I've stuck with Kindle, but that's 80% inertia (Amazon has most books, the device works well enough) and 20% existing library is Kindle e-books.
One could buy a physical book, and then "find" digital version of it. Seems fair to me?
Seems fair to me too. I have done and continue to do this. I have no ethical qualms doing so. Should I?
Kobo has a bookstore that’s pretty comprehensive - I haven’t found anything missing. Not sure that gets you out of DRM land, but at least you’re not giving money to Jeff Bezos.

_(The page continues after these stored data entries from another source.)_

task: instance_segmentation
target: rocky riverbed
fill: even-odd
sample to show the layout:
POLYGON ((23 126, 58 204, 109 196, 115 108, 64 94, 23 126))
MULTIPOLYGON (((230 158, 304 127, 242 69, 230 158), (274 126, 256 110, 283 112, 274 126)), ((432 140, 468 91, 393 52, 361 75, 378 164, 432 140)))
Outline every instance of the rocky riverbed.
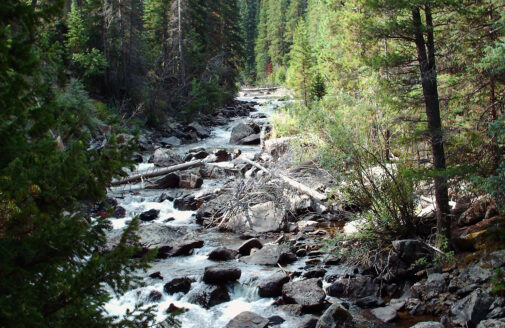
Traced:
POLYGON ((142 302, 158 305, 159 321, 186 309, 178 319, 188 328, 505 327, 505 299, 490 292, 493 270, 505 265, 503 251, 462 268, 434 268, 417 263, 433 249, 398 240, 385 272, 332 254, 329 241, 354 209, 286 183, 287 177, 320 194, 334 187, 324 170, 289 159, 293 140, 260 145, 282 102, 253 98, 140 138, 139 172, 204 162, 110 190, 110 247, 140 216, 142 253, 158 249, 147 287, 112 300, 111 315, 142 302))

Because Amazon stops supporting devices after 14 years? (while they can still be used to read books already downloaded)
Really?
In this case the reason for dropping support is most likely that the only DRM they can support on that older hardware has been broken. There's no technical reason why it can't be supported, and I doubt it would cost them much (or even anything) to continue support.
Meanwhile, I can still read physical books I've had since I was a child, 40 years ago. The Kindle is undeniably more convenient than physical books, but this is absolutely an unnecessary sunset of these devices.
In my post I said "this kind of stuff" which also includes their DRM policies (which is the real reason they are ending the users' kindle support).